Lagging behind to let dogs conserve their energy is among the strategies employed by top mushers. But holding back can also backfire if the timing is miscalculated, for example, or if a fierce blizzard strikes at the wrong time.
Four-time champion Martin Buser had the early lead Monday, pulling into the Rohn checkpoint at 9:53 a.m. He arrived about four hours ahead of the second-place musher, Matt Failor.
He was followed by another musher with impressive credentials – four-time champion Lance Mackey. He pulled into the Finger Lake checkpoint on Sunday night, spending just a couple minutes resting before heading out again.

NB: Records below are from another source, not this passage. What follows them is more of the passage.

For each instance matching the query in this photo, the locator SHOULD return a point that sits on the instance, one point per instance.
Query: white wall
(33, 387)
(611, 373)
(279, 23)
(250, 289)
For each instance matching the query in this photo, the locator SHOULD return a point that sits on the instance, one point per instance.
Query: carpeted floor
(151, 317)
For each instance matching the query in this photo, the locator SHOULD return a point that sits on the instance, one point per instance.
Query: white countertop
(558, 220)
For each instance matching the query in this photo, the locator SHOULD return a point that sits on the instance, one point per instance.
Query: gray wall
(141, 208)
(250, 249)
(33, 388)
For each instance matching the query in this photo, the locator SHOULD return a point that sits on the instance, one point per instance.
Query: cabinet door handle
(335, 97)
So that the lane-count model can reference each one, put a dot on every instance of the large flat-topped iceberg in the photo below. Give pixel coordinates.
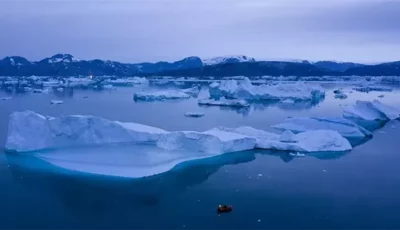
(308, 141)
(243, 89)
(210, 142)
(29, 131)
(345, 127)
(161, 95)
(371, 111)
(224, 102)
(367, 89)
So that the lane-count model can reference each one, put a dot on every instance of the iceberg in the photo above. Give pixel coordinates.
(210, 142)
(371, 111)
(56, 102)
(345, 127)
(29, 131)
(339, 94)
(223, 102)
(288, 136)
(308, 141)
(128, 81)
(194, 91)
(47, 90)
(243, 89)
(160, 95)
(367, 89)
(194, 114)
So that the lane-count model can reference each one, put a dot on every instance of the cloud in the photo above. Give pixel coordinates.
(151, 30)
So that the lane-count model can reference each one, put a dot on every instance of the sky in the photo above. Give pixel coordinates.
(365, 31)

For defending champion Dallas Seavey, patience and trust in his dog team paid off last year, when he became the Iditarod’s youngest winner at age 25. He didn’t charge to the front until later in the race, but he still reached the finish line in Nome an hour before his closest competitor. To rest some of his older veteran dogs more, Seavey sometimes carried them in his sled for long stretches.
“It takes an uncommon amount of confidence in your dog team to watch those front-runners get away from you,” Seavey said.

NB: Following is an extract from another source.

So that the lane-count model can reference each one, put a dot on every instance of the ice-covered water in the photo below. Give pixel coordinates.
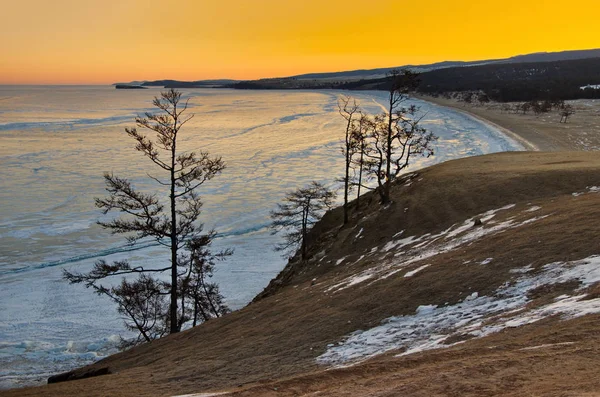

Two Rivers musher Allen Moore, who is running the Iditarod, won the 1,000-mile Yukon Quest International Sled Dog Race in February by choosing to rest his dogs. His main rival, 2012 Quest winner Hugh Neff, chose to run.
“He gambled that he could go,” Moore said. “I was gambling that this rest would help me to be faster.”
Then there’s the strategy of deception, as employed in 2008 by Mackey. He and Jeff King were running neck and neck. Mackey arrived three minutes ahead of King at a checkpoint 123 miles from the finish line and made a big show of settling in for a nap. King’s team settled in, too.
However, Mackey told checkpoint volunteers to wake him in an hour. He sneaked out 70 minutes ahead of King and won the race.